Dr Winestone and colleagues examined the role of area-based measures of socioeconomic status as contributors to clinical outcome disparities in 2 recent Children’s Oncology Group phase 3 clinical trials in AML. Although the researchers hypothesized that pediatric patients with AML from low-income and low-education zip codes would have inferior survival rates compared with patients from higher-income areas, the extent of the difference characterized was “alarming.”
Even after adjusting for insurance type, race, and known biologic risk factors, low-income neighborhoods were significant predictors of survival, Dr Winestone reported.
The findings showed that the 5-year survival of patients from middle- or high-income areas was 68% compared with 61% among patients from low-income areas, and only 43% among patients living in poverty. Researchers also identified greater risk for relapse and greater treatment-related mortality among patients from low-income areas versus high-income areas.
“Even with access to the same care, patients from poorer neighborhoods are far more likely to die,” said Dr Winestone, noting that the exact reasons behind the increased risk for death remain unknown.
Collecting individual data on patients’ socioeconomic status at the time of enrollment in future clinical trials may help researchers “dig deeper into the question of how circumstances outside of the clinical aspects of disease” affect health outcomes, Dr Winestone said.
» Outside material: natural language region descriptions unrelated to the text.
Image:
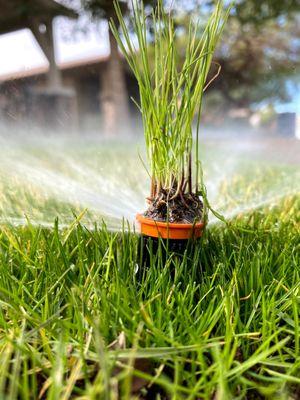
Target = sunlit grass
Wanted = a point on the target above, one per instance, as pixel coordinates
(75, 322)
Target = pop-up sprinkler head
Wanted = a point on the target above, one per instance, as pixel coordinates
(171, 238)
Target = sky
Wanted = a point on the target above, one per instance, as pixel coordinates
(20, 51)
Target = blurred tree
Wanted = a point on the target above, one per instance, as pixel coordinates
(260, 50)
(114, 97)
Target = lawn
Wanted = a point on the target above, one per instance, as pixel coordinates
(221, 323)
(77, 321)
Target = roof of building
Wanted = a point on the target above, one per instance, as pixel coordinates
(17, 14)
(32, 72)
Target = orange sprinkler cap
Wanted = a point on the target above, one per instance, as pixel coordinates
(168, 230)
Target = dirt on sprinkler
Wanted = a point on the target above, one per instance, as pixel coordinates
(184, 208)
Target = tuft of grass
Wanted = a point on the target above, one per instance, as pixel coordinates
(75, 322)
(170, 96)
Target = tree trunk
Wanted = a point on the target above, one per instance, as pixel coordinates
(114, 96)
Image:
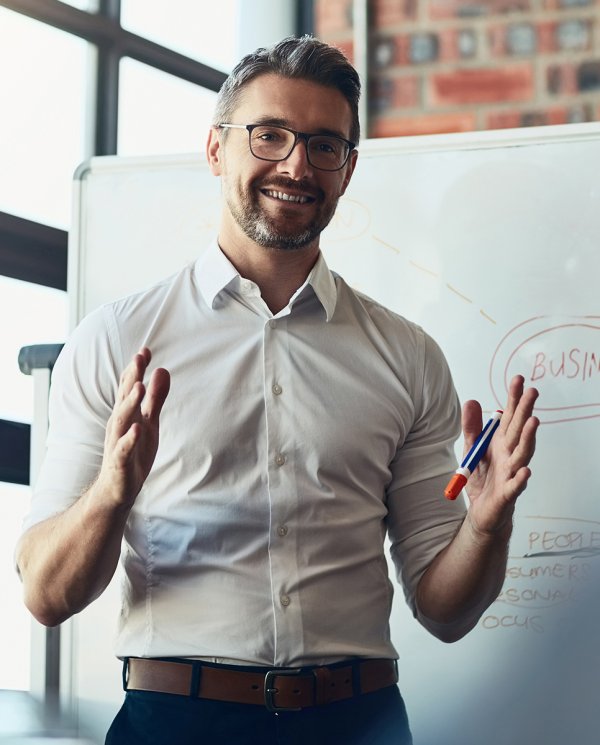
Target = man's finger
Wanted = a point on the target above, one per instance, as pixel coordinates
(156, 394)
(472, 423)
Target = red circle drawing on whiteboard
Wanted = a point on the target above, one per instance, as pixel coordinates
(560, 356)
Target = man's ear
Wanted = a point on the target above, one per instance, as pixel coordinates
(349, 168)
(213, 151)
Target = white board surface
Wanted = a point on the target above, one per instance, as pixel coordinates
(490, 242)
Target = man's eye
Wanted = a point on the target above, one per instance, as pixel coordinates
(267, 135)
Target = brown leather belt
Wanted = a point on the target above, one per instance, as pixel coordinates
(278, 689)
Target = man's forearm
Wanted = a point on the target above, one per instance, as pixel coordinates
(68, 560)
(462, 581)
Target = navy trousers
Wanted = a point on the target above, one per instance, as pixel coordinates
(146, 718)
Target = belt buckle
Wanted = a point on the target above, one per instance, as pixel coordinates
(271, 691)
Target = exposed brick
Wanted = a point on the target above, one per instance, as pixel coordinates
(383, 52)
(573, 35)
(423, 47)
(455, 44)
(580, 113)
(440, 9)
(562, 79)
(503, 120)
(394, 93)
(521, 38)
(547, 38)
(534, 118)
(333, 17)
(468, 86)
(386, 13)
(588, 76)
(557, 4)
(425, 124)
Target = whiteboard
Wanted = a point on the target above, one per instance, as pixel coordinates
(489, 241)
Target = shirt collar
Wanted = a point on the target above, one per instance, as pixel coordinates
(214, 272)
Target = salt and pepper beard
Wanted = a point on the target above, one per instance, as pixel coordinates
(257, 226)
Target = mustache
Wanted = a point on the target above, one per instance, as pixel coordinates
(280, 182)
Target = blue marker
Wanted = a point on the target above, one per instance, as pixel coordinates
(469, 464)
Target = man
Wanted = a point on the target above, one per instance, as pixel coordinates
(299, 421)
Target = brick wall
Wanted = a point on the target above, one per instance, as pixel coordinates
(458, 65)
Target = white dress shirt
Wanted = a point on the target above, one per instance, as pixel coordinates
(289, 444)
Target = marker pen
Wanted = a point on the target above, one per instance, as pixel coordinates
(472, 458)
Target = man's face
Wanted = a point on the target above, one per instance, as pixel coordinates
(284, 204)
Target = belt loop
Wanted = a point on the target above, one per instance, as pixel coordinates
(125, 672)
(195, 679)
(356, 686)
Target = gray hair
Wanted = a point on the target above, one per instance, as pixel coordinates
(306, 58)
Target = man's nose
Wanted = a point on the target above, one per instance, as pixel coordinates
(296, 164)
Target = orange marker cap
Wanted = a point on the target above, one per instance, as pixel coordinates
(455, 486)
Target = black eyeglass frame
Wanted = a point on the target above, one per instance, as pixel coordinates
(297, 136)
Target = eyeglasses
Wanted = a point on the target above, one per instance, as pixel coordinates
(270, 142)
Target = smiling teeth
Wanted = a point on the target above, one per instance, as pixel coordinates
(287, 197)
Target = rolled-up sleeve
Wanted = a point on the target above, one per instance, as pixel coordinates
(82, 394)
(421, 522)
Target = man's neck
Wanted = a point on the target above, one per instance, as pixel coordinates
(277, 272)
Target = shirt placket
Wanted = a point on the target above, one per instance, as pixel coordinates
(283, 495)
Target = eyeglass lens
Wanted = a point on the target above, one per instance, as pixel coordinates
(275, 143)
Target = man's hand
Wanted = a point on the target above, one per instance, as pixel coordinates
(132, 430)
(502, 474)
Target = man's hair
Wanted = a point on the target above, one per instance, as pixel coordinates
(306, 58)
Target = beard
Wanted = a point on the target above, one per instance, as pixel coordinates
(276, 234)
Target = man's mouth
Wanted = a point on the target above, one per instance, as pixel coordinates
(286, 197)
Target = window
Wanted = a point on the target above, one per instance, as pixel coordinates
(198, 30)
(42, 127)
(160, 113)
(38, 316)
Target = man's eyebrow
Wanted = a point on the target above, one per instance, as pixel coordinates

“I think the mechanisms underlying these disparities are important to understand,” Dr Winestone added. “I’m also hopeful that as we continue to perform analyses and study the timing of these deaths, we may be able to think about how to intervene to improve these disparities.”
Racial Disparities in Clinical Trials Harm Patients and Drug Development
A second study presented at ASH 2019 addressed the issue of racial disparities in clinical trials. Researchers unanimously agree that greater access to clinical trials among minorities and diverse populations of patients is essential for developing appropriate treatments to different populations and improving patient care. Nevertheless, the data from this new study suggest that adult minorities (aged ≥18 years) with AML may be unnecessarily excluded from enrollment in clinical trials.
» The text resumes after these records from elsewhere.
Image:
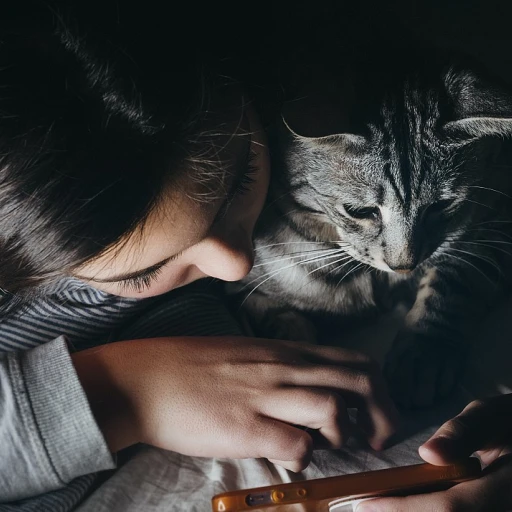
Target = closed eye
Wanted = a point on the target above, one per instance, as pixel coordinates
(365, 213)
(439, 207)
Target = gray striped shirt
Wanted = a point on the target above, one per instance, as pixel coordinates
(50, 445)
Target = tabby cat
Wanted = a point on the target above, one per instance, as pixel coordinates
(405, 193)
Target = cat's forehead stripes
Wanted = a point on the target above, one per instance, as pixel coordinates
(408, 121)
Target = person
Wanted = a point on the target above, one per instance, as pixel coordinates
(133, 163)
(484, 427)
(126, 178)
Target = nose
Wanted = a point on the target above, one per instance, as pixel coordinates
(228, 256)
(402, 269)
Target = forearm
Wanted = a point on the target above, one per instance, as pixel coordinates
(107, 374)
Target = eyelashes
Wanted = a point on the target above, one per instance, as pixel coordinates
(140, 283)
(143, 282)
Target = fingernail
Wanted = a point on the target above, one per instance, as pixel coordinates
(443, 446)
(367, 506)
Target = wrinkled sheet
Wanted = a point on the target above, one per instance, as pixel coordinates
(155, 480)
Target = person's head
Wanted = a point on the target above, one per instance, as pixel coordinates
(138, 169)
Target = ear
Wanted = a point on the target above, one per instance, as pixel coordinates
(483, 107)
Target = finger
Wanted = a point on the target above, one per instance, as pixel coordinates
(377, 415)
(318, 409)
(482, 425)
(490, 492)
(279, 442)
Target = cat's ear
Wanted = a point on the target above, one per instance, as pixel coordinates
(482, 108)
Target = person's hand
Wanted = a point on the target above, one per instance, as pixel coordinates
(484, 427)
(234, 397)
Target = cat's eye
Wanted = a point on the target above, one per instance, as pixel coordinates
(439, 207)
(368, 212)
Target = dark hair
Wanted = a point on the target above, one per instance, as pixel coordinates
(92, 118)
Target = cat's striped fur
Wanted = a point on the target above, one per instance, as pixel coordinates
(412, 193)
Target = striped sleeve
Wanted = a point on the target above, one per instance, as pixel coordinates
(48, 433)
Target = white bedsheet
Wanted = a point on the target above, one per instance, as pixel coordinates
(155, 480)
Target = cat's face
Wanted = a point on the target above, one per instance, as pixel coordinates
(408, 182)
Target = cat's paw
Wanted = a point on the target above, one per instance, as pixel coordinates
(421, 371)
(290, 325)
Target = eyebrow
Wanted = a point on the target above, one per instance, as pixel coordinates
(240, 172)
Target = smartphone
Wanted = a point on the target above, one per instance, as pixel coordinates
(339, 493)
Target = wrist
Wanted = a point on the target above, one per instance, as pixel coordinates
(102, 373)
The findings come from a study of 1040 adults with AML, which showed that although African Americans were more likely to have evidence of abnormal kidney functioning than whites, this finding was not associated with any difference (P = .68) in their ability to receive intensive therapy or in overall survival in this patient population.
Furthermore, African Americans presented with similar rates of comorbidities other than renal function, including cardiac and liver functions. In addition, there was no association between comorbidities or organ function and overall survival. The median overall survival and complete response rate did not differ by race.
The study investigators noted that these findings have important implications for the design of future clinical trials.
“If we’re able to liberalize renal function eligibility criteria, this may reduce racial disparities in clinical trial enrollment, which may be an important, first step in improving diversity of cancer clinical trial patient populations,” said lead study author Abby Statler, PhD, MPH, MA, Cancer Biostatistics, Cleveland Clinic, OH.
“Second, if more minority patients are eligible for clinical trials, we may be able to reduce the inequitable access to investigational products, which may allow a more diverse patient population to benefit from novel therapies, which is extraordinarily important in the context of a life-threatening disease such as AML,” Dr Statler added.
“Finally, if future clinical trials incorporate liberalized eligibility criteria that promote accrual among minority patient populations, then the outcomes from these clinical trials would be more applicable to a diverse array of cancer patients, particularly those patients that have been underrepresented in clinical trials over the last several decades,” Dr Statler concluded.